However, the sights are sporadic beyond the major cities.

Although most street beggars dress shabbily, Janet Chinthenga paints a totally different picture.

On a sunny Wednesday afternoon, we met her walking on all fours in the corridors of Lambat’s Shop in Blantyre.

She was neat, evoking many questions.

Searching for a kwacha: Chinthenga on her begging spree in Blantyre

 

In an interview, the woman, from Namadzi in Zomba, narrated her story: “I am out begging to maintain my business and keep children in school.”

She was born without any disability, but became paralysed 39 years ago.

“At seven, l fell sick and I couldn’t stand up or walk. l was paralysed and started crawling.

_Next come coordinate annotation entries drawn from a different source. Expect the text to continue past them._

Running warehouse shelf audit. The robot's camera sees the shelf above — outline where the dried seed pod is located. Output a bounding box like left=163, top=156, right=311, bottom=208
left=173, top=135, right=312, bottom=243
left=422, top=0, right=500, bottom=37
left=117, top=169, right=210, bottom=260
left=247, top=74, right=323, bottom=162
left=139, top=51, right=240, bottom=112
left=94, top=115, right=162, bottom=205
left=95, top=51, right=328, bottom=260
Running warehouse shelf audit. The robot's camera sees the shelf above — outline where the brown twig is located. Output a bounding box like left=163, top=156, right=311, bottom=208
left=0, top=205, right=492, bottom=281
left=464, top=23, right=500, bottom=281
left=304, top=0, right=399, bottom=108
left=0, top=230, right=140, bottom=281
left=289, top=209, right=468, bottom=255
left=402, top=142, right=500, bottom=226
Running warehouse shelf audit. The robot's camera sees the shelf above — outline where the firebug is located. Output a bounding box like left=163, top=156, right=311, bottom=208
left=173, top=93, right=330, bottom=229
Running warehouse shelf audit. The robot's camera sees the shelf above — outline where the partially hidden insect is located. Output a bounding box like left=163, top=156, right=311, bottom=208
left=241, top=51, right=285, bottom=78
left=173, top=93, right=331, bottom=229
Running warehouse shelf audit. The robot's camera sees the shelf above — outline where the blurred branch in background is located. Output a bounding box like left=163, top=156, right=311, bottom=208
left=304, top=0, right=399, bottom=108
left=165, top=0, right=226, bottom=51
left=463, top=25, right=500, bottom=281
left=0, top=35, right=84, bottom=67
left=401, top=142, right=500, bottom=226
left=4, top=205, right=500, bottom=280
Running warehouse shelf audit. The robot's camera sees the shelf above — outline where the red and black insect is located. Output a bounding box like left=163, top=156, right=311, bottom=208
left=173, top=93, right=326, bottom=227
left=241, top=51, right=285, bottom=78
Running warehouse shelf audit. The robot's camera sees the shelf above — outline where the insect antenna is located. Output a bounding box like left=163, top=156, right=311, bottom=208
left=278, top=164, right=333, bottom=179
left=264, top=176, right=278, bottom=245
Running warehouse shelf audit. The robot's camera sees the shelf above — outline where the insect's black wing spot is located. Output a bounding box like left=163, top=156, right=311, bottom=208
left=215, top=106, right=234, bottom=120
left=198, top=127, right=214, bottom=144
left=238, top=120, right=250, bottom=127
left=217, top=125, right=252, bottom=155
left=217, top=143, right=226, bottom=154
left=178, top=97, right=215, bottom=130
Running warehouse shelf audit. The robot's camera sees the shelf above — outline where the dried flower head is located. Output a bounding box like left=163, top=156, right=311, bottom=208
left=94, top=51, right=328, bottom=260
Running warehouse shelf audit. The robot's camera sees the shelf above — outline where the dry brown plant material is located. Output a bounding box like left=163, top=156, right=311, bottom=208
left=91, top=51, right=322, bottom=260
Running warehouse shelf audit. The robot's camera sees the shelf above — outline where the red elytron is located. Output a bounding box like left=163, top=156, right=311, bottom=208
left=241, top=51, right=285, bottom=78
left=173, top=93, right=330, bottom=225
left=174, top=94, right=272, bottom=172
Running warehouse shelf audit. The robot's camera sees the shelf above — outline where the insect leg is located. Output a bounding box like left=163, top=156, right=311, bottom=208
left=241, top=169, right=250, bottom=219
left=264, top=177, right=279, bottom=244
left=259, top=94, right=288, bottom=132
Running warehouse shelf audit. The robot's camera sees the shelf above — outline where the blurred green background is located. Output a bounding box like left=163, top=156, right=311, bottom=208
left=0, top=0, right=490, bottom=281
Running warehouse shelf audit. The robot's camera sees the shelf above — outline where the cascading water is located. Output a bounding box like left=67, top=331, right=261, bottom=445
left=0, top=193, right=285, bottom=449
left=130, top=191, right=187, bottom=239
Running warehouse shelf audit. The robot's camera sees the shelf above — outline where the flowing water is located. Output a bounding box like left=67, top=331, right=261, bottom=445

The disability started with one leg. In no time, both legs were paralysed,” she says.

Chinthenga is now 46. She went to St Mary’s Secondary School in Zomba.

In 1988, she followed her husband to Blantyre and started selling dry fish and tomatoes in her home in Namiyango when he persuaded her not to get a job.

This reduced her to a housewife tasked to raise their children.

Unfortunately, she feels cheated as the man dumped her reportedly after collecting his retirement payout at Malawi Council for the Handicapped (Macoha) in 2006.

This left her with the burden of raising five children single-handedly.

Chinthenga was introduced to street begging in Limbe by her friend, who also has a physical disability.

“I detested the idea of hitting the streets to beg. I felt ashamed. With time, it has become part of life,” she explains.

Some urge against giving alms when confronted by street beggars, arguing it makes them lazy.

Others argue that beggars spend their earnings on liquor and transactional sex.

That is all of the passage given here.